IonicRail – Systemic Rail Head Conditioning by Alternative Lubricants like Ionic Fluids and Application Equipment
03/2009 – 08/2011
Temporal evolution of a wheel profile
Tribological measurement of the rail friction
Distribution of the conditioning lubricant on the rail surface, right after application
Rail head conditioning serves to apply a defined coefficient of friction on the surface of the rail head. Effects mainly attributed to the wheel-rail contact comprising unpleasant acoustic effects (e.g., friction noises and squeaking) and wear (debris and the modification of the wheel and rail profiles) shall be reduced or avoided. Moreover, a constant traction between wheel and rail is to be provided. For this purpose, oils, greases and solid lubricants such as graphite can be applied. Due to environmental reasons, conditioning lubricants are mainly based on canola oils.
Lubricants currently in use suffer from a couple of disadvantages, in particular from the low range and insufficient durability of the lubricating film. Consequently, there exists a demand for the optimization of the application technique.
The project IonicRail investigated feasible methods for the supply of the rail head with lubricants with consideration of particular operating conditions (contact mechanics, environment) and lubricant performance. Using the proposed systemic approach, novel lubricant formulations were designed and investigated. Special attention was paid to the group of ionic liquids, which are characterized by various unique properties, such as tailor-made viscosity/temperature behaviour, negligible volatility, low inflammability and high thermal stability. Currently, ionic liquids are intensively investigated for several potential applications as lubricants.

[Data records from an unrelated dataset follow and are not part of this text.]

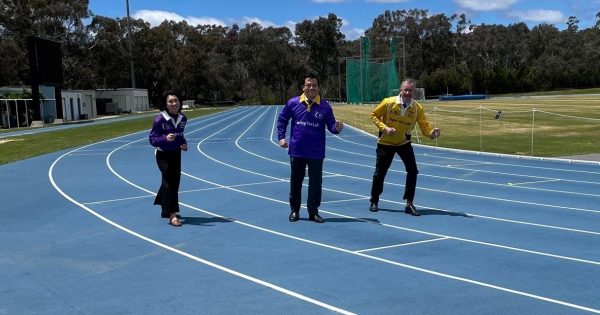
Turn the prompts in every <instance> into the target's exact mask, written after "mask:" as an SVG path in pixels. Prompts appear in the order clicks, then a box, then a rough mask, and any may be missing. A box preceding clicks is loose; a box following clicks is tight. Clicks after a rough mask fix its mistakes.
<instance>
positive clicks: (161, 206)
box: [154, 150, 181, 217]
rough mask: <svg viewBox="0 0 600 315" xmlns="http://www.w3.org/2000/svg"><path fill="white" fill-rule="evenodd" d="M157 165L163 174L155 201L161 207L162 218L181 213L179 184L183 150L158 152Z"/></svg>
mask: <svg viewBox="0 0 600 315" xmlns="http://www.w3.org/2000/svg"><path fill="white" fill-rule="evenodd" d="M156 164H157V165H158V169H159V170H160V173H161V174H162V182H161V184H160V189H159V190H158V193H157V194H156V198H155V199H154V204H155V205H160V208H161V216H162V217H169V215H170V214H171V213H175V212H179V182H180V181H181V150H175V151H169V152H163V151H160V150H157V151H156Z"/></svg>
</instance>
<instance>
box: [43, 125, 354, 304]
mask: <svg viewBox="0 0 600 315" xmlns="http://www.w3.org/2000/svg"><path fill="white" fill-rule="evenodd" d="M123 137H127V136H123ZM120 138H121V137H120ZM138 141H140V140H136V141H134V142H138ZM134 142H131V143H134ZM100 143H102V142H100ZM93 145H95V144H90V145H87V146H85V147H89V146H93ZM126 145H127V144H126ZM126 145H124V146H126ZM124 146H121V147H118V148H116V149H114V150H113V151H112V152H110V154H108V156H107V157H106V163H107V165H108V167H109V169H110V171H111V172H112V173H113V174H115V175H116V176H117V177H119V178H120V179H121V180H123V181H125V182H126V183H128V184H130V185H131V186H134V187H136V188H138V189H140V190H142V191H145V192H148V193H153V192H152V191H150V190H147V189H145V188H142V187H140V186H138V185H136V184H134V183H132V182H130V181H128V180H126V179H125V178H123V177H121V176H120V175H119V174H117V173H116V172H115V170H114V169H112V167H111V165H110V156H111V155H112V154H113V153H114V152H116V151H117V150H119V149H122V148H123V147H124ZM85 147H82V148H85ZM77 150H79V149H75V150H72V151H69V152H68V153H65V154H63V155H61V156H60V157H58V158H57V159H56V160H55V161H54V162H53V163H52V165H51V166H50V169H49V171H48V178H49V179H50V182H51V183H52V186H53V187H54V189H55V190H56V191H57V192H58V193H59V194H61V195H62V196H63V197H64V198H65V199H67V200H69V201H70V202H72V203H73V204H75V205H77V206H79V207H80V208H82V209H84V210H85V211H87V212H89V213H90V214H92V215H94V216H95V217H97V218H98V219H100V220H102V221H104V222H106V223H108V224H110V225H112V226H113V227H115V228H117V229H119V230H121V231H123V232H125V233H128V234H130V235H132V236H134V237H137V238H139V239H141V240H144V241H146V242H148V243H151V244H153V245H156V246H158V247H161V248H163V249H165V250H168V251H171V252H173V253H176V254H178V255H181V256H184V257H186V258H189V259H191V260H194V261H197V262H199V263H202V264H205V265H207V266H210V267H213V268H215V269H218V270H221V271H223V272H226V273H229V274H231V275H234V276H237V277H240V278H242V279H245V280H248V281H251V282H254V283H256V284H259V285H262V286H265V287H267V288H270V289H273V290H275V291H277V292H281V293H284V294H286V295H289V296H292V297H295V298H297V299H300V300H302V301H305V302H309V303H311V304H314V305H317V306H320V307H323V308H325V309H328V310H331V311H333V312H337V313H340V314H354V313H352V312H350V311H347V310H344V309H341V308H338V307H335V306H333V305H330V304H327V303H324V302H321V301H318V300H315V299H312V298H310V297H308V296H306V295H303V294H299V293H297V292H294V291H291V290H288V289H286V288H283V287H280V286H277V285H275V284H272V283H270V282H267V281H263V280H261V279H258V278H255V277H252V276H249V275H246V274H243V273H241V272H238V271H235V270H233V269H230V268H227V267H224V266H221V265H219V264H216V263H213V262H211V261H208V260H205V259H203V258H200V257H198V256H195V255H192V254H189V253H187V252H185V251H182V250H179V249H177V248H174V247H171V246H169V245H166V244H164V243H161V242H159V241H156V240H154V239H152V238H149V237H147V236H144V235H142V234H140V233H137V232H135V231H132V230H130V229H128V228H126V227H124V226H122V225H120V224H118V223H116V222H114V221H112V220H110V219H108V218H106V217H104V216H102V215H101V214H99V213H97V212H95V211H94V210H92V209H91V208H88V207H87V206H85V205H84V204H82V203H80V202H78V201H77V200H75V199H74V198H72V197H71V196H69V195H68V194H66V193H65V192H64V191H63V190H62V189H61V188H60V187H59V186H58V185H57V184H56V182H55V181H54V178H53V174H52V173H53V170H54V167H55V166H56V165H57V164H58V162H59V161H60V160H62V159H63V158H64V157H66V156H67V155H69V153H72V152H76V151H77ZM182 205H184V206H187V207H190V206H188V205H185V204H182ZM197 210H199V211H203V210H201V209H197ZM215 216H218V217H221V218H224V219H227V220H231V219H228V218H225V217H222V216H219V215H215ZM233 222H235V221H233Z"/></svg>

In addition to the simulation of selected (tribo)-contact situations, fundamental analyses of the lubricant technology of conventional conditioning lubricants were carried out in order to obtain detailed information of the chemical composition. These measures aim at the discrimination and correlation of the experience in the field with chemical-physical properties and results from simulation. Analyses and simulations provided the foundations for the catalogue of requirements defined for alternative rail head lubricants and the design of tribometrical model experiments.
As a result of the catalogue of requirements, appropriate research methods and lubricant technologies were deduced. Tribometrical model experiments were crucial for the pre-selection of potential candidates for the rail head lubrication. This was followed by the investigation of the most promising lubricant candidates in field tests. In addition, an LCC estimation was carried out.